Extrait Des vies autour du monde 1.Une aventure ordinaire
Marche nocturne
Nous avons échappé au démembrement, nous avançons vers le dénouement.
La progression se fait toujours lente. Nous ne voyons pas très bien où nous posons les pieds. Si nous essayons d’allonger la foulée, d’accroître le rythme, d’intensifier l’effort, nous nous retrouvons déséquilibrés par nos sacs, comme si nous avions abusé de l’alcool.
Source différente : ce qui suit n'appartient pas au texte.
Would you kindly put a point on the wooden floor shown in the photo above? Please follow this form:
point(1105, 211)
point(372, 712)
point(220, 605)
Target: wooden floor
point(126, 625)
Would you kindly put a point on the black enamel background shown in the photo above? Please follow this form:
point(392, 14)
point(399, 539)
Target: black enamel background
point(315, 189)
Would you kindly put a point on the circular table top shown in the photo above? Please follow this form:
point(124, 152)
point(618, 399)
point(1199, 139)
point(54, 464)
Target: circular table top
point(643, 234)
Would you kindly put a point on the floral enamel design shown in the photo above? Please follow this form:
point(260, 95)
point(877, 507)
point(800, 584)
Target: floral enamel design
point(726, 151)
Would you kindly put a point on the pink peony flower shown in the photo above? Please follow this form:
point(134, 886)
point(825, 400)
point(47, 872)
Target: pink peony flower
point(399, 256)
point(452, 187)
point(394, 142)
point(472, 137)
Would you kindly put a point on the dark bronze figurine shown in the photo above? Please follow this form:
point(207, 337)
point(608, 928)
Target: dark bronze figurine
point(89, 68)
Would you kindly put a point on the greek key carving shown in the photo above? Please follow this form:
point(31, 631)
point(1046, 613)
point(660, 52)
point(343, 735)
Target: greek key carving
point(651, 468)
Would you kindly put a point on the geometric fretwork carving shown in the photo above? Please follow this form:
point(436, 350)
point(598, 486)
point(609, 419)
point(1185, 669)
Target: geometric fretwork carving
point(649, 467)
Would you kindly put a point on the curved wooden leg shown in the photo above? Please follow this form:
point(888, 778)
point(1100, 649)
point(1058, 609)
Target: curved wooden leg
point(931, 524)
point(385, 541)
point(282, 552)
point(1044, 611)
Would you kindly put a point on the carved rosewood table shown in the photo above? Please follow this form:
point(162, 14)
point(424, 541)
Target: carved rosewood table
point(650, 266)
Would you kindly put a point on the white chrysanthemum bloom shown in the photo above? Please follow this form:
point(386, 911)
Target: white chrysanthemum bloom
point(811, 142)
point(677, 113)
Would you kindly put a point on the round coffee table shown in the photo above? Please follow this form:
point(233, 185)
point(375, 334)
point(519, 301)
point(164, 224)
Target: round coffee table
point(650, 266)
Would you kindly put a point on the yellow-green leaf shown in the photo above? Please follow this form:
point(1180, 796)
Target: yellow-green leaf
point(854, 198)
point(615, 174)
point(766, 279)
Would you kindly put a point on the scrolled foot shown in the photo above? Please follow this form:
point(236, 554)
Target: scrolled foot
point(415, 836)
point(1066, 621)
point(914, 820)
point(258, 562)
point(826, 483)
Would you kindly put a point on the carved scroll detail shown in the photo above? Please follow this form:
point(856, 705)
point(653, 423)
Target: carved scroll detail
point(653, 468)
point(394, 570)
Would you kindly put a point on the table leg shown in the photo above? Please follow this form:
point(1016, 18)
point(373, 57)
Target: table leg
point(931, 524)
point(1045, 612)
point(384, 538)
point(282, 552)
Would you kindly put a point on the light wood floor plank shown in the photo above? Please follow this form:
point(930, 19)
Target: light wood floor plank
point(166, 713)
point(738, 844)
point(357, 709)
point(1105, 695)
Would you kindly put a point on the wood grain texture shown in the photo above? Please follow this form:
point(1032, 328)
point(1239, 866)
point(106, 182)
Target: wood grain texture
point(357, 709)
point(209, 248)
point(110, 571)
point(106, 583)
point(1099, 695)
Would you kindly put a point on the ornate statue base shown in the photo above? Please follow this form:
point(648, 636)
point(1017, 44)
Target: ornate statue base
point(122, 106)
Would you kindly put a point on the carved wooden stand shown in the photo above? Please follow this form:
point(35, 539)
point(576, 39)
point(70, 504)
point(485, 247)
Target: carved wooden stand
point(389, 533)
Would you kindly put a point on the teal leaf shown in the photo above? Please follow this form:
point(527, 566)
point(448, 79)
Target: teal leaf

À chaque croisement de voiture, nous sommes aveuglés, frappés par la violence de leurs feux. La pénitence est proportionnelle à l’intensité du jet de lumière. Les pleins phares, comme les feux mal réglés, un peu trop hauts, nous brûlent les yeux ; des larmes coulent. Impuissants, nous souffrons. Pour seule protection, nous nous couvrons les yeux d’un bras, d’une main, nous arrêtant pour laisser passer le mauvais moment.
Notre progression déjà lente ne gagne pas en rapidité.
Les voitures arrivant avec les lumières à pleine puissance ne se tourmentent pas pour les enlever. Nous pestons contre ces damnés conducteurs et leur incivilité. Le défoulement verbal nous permet de préserver notre santé mentale, de ne pas laisser notre esprit se faire ronger par la paralysie forcée.
Lorsque deux voitures se font face, sous la menace mutuelle de l’éblouissement, nous bénéficions d’une lumière moins brutale. Nous voyons où nous mettons les pieds pendant quelques secondes. Répit de courte durée. Nous en profitons pour mémoriser les trous et irrégularités des prochains mètres.
L’épuisement nous abat, nous nous autorisons une pause ; loin d’être un luxe. Notre corps rempli d’acides lactiques nous le demande. Nous aimerions tellement aller nous coucher. Nous débouclons les harnais de nos sacs que nous laissons choir sur le bitume, à peine ralentis dans leur chute. Nous ne sommes en mouvement que depuis une demi-heure, les arcanes du temps nous échappent, nous avons l’impression d’une marche perpétuelle.
Nous mettons une limite à notre pause, cinq minutes vite écoulées.
La fatigue ne diminue pas, pour nous reposer, nous devrons attendre de nous coucher. Nous sommes en lutte contre nous-mêmes, notre corps refuse d’avancer, nous ne l’écoutons pas. Nous hissons nos sacs nous paraissant de plus en plus lourds à porter, nous demandant si nous avons bien fait de les ôter. Nous reprenons notre avancée, pressés d’en finir.
Bientôt, nos tourments sont soulagés, relevés d’un poids. Nous apercevons au loin ce que nous espérons être l’entrée de l’autoroute. Au sommet d’une colline, certainement artificielle, des drapeaux flottent au vent, éclairés par de puissantes lumières. Il y a un maître des lieux et il veut le faire savoir. Dans le coin désert, les possibilités ne sont pas nombreuses ; soit nous faisons face à un dépôt de camions, soit ce qui nous arrangerait plus, à l’autoroute.
La sortie du tunnel ? Nous prétendons qu’il s’agit de la gare de péage ; nous nous créons une vérité qui plaît. Si nous sommes dans l’erreur, le temps d’en prendre conscience, nous aurons avancé l’esprit plus léger.